Senin, 30 September 2013

Rakyat Kecil Berhak Punya Mobil ! Memangnya Kenapa?

Heboh !!

Satu kata yang paling cocok untuk melukiskan gegap gempita launching duo LCGC produksi Daihatsu dan Toyota. Kehebohan yang dibumbui perang komentar Gubernur Jakarta Jokowi dan menteri perindustrian MS Hidayat (di sini), menjadi publisitas atau iklan gratis yang manis bagi mulusnya penjualan kedua produk LCGC tersebut . Bukankah demikian? Seorang teman yang sempat mengunjungi pameran di kota Solo hari Minggu 15/9/13 kemarin, menuturkan kalau indent hari itu, estimasi delivery bulan Maret tahun 2014. Berita peluncuran Toyota Agya sebelumnya konon diberitakan dalam waktu hanya 3 jam menghasilkan penjualan lebih dari 1.500 unit. Berikut kutipan beritanya dari kompas.com :

Toyota Astra Motor (TAM) meluncurkan Agya di Senayan, Jakarta, Senin (9/9/2013). Setelah peresmian dihadapan media, malam harinya, di lokasi yang sama digelar acara khusus konsumen yang dihadiri sekitar 5.000 undangan. Dalam gelaran tersebut pengunjung dihibur oleh performa panggung dari Once, Ungu, Gigi dan Kotak. Selain menyaksikan hiburan pengunjung juga bisa melihat dari dekat semua varian Agya yang ditemani oleh wiraniaga.
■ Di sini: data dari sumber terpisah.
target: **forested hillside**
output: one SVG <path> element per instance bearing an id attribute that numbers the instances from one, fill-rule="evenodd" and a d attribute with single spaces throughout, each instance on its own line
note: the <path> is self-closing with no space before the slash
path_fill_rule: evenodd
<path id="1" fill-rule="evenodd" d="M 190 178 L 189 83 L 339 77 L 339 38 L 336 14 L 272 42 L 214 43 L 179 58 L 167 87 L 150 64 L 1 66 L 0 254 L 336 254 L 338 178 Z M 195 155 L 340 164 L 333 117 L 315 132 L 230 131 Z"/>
“Animo pengunjung sangat besar, bahkan dalam 3 jam, sejak acara dimulai hingga selesai, pesanan mencapai 1.547 unit. Sistemnya masih sama, mereka harus membayar uang tanda jadi yang nominalnya ditentukan oleh dealer,” ujar Widyawati Soedigdo, GM Corporate Planning & Public Relation, GM Customer Service TAM, dalam acara media gathering di Jakarta, kemarin (10/9/2013).

Membaca berita di atas, tampaknya sulit untuk mengkaitkan dengan pernyataan di bawah ini :

Menteri Perindustrian MS Hidayat menyatakan tidak setuju jika Gubernur DKI Jakarta Joko Widodo mengenakan pajak khusus terhadap mobil murah yang diluncurkan pemerintah. Salah satu alasannya, mobil murah ditujukan kepada rakyat kecil.

Rakyat kecil?

Tentu murah saja tidak cukup untuk membuat mobil LCGC ini menjadi “hak” rakyat kecil untuk membelinya. Mengapa ?

Kalau yang disebut rakyat kecil adalah mereka pengguna motor yang diiming-imingi untuk beralih menjadi pengguna mobil, rasanya tidak akan semudah itu. Faktanya sebagian besar pembelian motor dilakukan secara kredit, dan nominal uang untuk mengangsur kredit motor dibandingkan dengan mengangsur kredit mobil adalah beda kelas, tidak dapat disamakan begitu saja.

Harga mobil Rp. 80-100an juta selama ini sebenarnya merupakan wilayah pasar jual beli mobil bekas, sehingga sesungguhnya kehadiran LCGC ini akan lebih mengambil konsumen mobil bekas (terutama jenis City Car). Malah nanti para makelar mobil (yang sebagian juga rakyat juga kecil) jadi pusing kepala. (… hehehe …)

Konon kebijakan mobil LCGC yang secara teoritis sangat irit akan disertai kebijakan keharusan menggunakan BBM non subsidi. Dalam hal ini tampaknya cukup relevan dengan keinginan untuk membatasi penggunaan BBM subsidi. Dalam konteks kantong “rakyat kecil” semestinya kebijakan ini menjadi salah satu pertimbangan beli mobil baru, bukan sekedar harga mobilnya yang “murah.” Masih jauh lebih murah beli BBM untuk motor kalau begitu.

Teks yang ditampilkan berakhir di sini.